Combining the Results
Now that we've found the limits of both components, we can combine them to find the limit of the entire expression. We found:
lim (x->0) (-e^(2x) + 1)/x = -2
and
lim (x->0) sin(2019x)/x = 2019
So, the original limit is:
lim (x->0) (-e^(2x)/x + 1/x + sin(2019x)/x) = lim (x->0) [(-e^(2x) + 1)/x + sin(2019x)/x]
= -2 + 2019
= 2017
Final Answer
Therefore, the limit of the expression as x approaches 0 is 2017. Woohoo! We did it!
Key Takeaways
- Indeterminate Forms: When evaluating limits, always check for indeterminate forms like 0/0 or ∞/∞. These forms indicate that you need to use techniques like L'Hôpital's Rule or series expansions.
- L'Hôpital's Rule: This rule is a powerful tool for evaluating limits of indeterminate forms. Remember to differentiate the numerator and the denominator separately.
- Known Limits: Recognizing and using known limits (like lim (x->0) sin(x)/x = 1) can simplify complex problems.
- Substitution: Sometimes, a clever substitution can transform a limit into a more manageable form.
- Breaking Down Problems: Complex problems often become easier when you break them down into smaller, more manageable parts.
Alternative Methods
While we used L'Hôpital's Rule and a known limit to solve this problem, there are other approaches we could have taken. For instance, we could have used Taylor series expansions to approximate the functions near x = 0. Let’s briefly look at how that would work.
Taylor Series Expansion
The Taylor series expansion of e^(2x) around x = 0 is:
e^(2x) = 1 + 2x + (2x)^2/2! + (2x)^3/3! + ...
So, -e^(2x) + 1 = -2x - 2x^2 - (4x^3)/3 - ...
Thus, (-e^(2x) + 1)/x = -2 - 2x - (4x^2)/3 - ...
As x approaches 0, this expression approaches -2, which matches our previous result.
The Taylor series expansion of sin(2019x) around x = 0 is:
sin(2019x) = 2019x - (2019x)^3/3! + (2019x)^5/5! - ...
So, sin(2019x)/x = 2019 - (2019^3 * x^2)/3! + ...
As x approaches 0, this expression approaches 2019, which also matches our previous result.

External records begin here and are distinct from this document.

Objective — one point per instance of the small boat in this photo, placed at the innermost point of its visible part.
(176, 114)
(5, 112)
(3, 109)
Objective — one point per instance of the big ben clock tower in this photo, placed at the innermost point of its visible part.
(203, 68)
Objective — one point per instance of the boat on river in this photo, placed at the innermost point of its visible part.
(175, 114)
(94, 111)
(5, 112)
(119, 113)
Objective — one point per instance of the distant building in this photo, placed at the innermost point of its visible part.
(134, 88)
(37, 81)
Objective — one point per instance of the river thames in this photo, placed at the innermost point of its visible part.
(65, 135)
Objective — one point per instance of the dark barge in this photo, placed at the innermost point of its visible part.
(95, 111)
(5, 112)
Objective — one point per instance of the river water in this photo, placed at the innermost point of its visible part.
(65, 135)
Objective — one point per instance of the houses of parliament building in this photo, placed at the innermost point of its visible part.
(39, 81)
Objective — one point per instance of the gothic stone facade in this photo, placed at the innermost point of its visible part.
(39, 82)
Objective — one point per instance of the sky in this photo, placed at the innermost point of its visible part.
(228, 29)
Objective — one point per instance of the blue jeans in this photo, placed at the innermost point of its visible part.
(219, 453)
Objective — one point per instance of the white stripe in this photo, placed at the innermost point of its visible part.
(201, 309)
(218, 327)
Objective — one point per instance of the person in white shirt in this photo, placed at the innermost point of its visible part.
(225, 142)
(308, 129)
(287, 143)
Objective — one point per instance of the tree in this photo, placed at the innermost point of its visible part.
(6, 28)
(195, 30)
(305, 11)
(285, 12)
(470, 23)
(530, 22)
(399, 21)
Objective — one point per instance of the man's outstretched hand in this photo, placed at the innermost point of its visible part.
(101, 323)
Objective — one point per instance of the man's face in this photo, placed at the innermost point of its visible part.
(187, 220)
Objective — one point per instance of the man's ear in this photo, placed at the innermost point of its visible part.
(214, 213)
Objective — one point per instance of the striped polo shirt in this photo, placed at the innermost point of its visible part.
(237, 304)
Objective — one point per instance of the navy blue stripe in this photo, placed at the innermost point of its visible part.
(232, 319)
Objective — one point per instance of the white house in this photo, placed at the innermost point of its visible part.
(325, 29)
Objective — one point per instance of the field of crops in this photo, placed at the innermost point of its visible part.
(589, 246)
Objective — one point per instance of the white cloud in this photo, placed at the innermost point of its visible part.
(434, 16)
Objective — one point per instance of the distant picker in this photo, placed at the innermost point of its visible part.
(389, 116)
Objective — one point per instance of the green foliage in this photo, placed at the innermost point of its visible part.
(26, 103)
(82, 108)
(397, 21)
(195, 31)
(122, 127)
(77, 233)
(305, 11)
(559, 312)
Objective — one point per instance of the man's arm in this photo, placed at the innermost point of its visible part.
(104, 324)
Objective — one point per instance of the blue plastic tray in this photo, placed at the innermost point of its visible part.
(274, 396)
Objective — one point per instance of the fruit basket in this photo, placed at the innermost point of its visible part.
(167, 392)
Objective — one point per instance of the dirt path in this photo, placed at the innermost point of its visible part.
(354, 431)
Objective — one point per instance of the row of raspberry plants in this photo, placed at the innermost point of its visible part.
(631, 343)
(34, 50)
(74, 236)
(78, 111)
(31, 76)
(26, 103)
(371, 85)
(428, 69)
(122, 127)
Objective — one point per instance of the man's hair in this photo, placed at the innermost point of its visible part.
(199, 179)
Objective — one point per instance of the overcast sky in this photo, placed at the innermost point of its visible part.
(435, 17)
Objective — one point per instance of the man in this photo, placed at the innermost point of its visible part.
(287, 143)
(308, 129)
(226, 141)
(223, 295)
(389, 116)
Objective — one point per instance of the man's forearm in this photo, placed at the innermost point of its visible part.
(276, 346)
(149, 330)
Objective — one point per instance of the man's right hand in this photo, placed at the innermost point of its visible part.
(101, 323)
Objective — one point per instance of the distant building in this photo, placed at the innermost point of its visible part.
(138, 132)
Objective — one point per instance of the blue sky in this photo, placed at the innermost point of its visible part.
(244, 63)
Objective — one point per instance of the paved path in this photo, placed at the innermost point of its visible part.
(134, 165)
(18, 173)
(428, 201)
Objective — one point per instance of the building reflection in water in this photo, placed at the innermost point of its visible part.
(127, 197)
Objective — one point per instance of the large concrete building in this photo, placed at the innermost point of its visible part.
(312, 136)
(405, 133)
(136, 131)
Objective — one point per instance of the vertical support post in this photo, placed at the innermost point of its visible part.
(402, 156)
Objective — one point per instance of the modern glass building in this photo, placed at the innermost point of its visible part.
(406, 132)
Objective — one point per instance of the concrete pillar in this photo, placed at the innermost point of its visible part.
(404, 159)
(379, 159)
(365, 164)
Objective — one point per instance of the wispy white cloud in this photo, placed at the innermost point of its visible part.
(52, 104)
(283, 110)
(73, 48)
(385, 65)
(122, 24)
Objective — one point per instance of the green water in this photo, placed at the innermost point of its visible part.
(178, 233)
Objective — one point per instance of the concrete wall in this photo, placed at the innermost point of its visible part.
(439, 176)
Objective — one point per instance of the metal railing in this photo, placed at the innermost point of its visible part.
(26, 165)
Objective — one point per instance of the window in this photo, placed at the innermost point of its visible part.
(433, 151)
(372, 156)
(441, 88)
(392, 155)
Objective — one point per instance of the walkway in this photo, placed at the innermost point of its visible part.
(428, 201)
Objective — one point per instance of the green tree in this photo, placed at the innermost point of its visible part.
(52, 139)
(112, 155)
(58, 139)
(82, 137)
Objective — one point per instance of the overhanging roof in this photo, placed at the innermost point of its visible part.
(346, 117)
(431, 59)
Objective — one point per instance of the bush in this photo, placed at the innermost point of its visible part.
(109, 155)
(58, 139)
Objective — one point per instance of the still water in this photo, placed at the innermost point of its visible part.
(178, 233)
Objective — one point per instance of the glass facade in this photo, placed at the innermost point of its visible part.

Using Taylor series expansions can be a powerful alternative to L'Hôpital's Rule, especially when dealing with more complex functions. It’s always good to have multiple tools in your calculus toolkit!
Practice Makes Perfect
Evaluating limits is a fundamental skill in calculus, and like any skill, it improves with practice. Try tackling similar problems and experimenting with different techniques. The more you practice, the more comfortable and confident you'll become.
So, keep practicing, keep exploring, and keep pushing your mathematical boundaries. You've got this!
Conclusion
Evaluating the limit lim (x->0) (-e^(2x)/x + 1/x + sin(2019x)/x) was a challenging but rewarding exercise. By breaking down the problem into smaller parts, applying L'Hôpital's Rule, and using known limits, we successfully found the limit to be 2017. We also explored an alternative method using Taylor series expansions, reinforcing the idea that there are often multiple paths to the same solution in calculus. I hope this explanation was helpful and insightful. Keep up the great work, and happy calculating!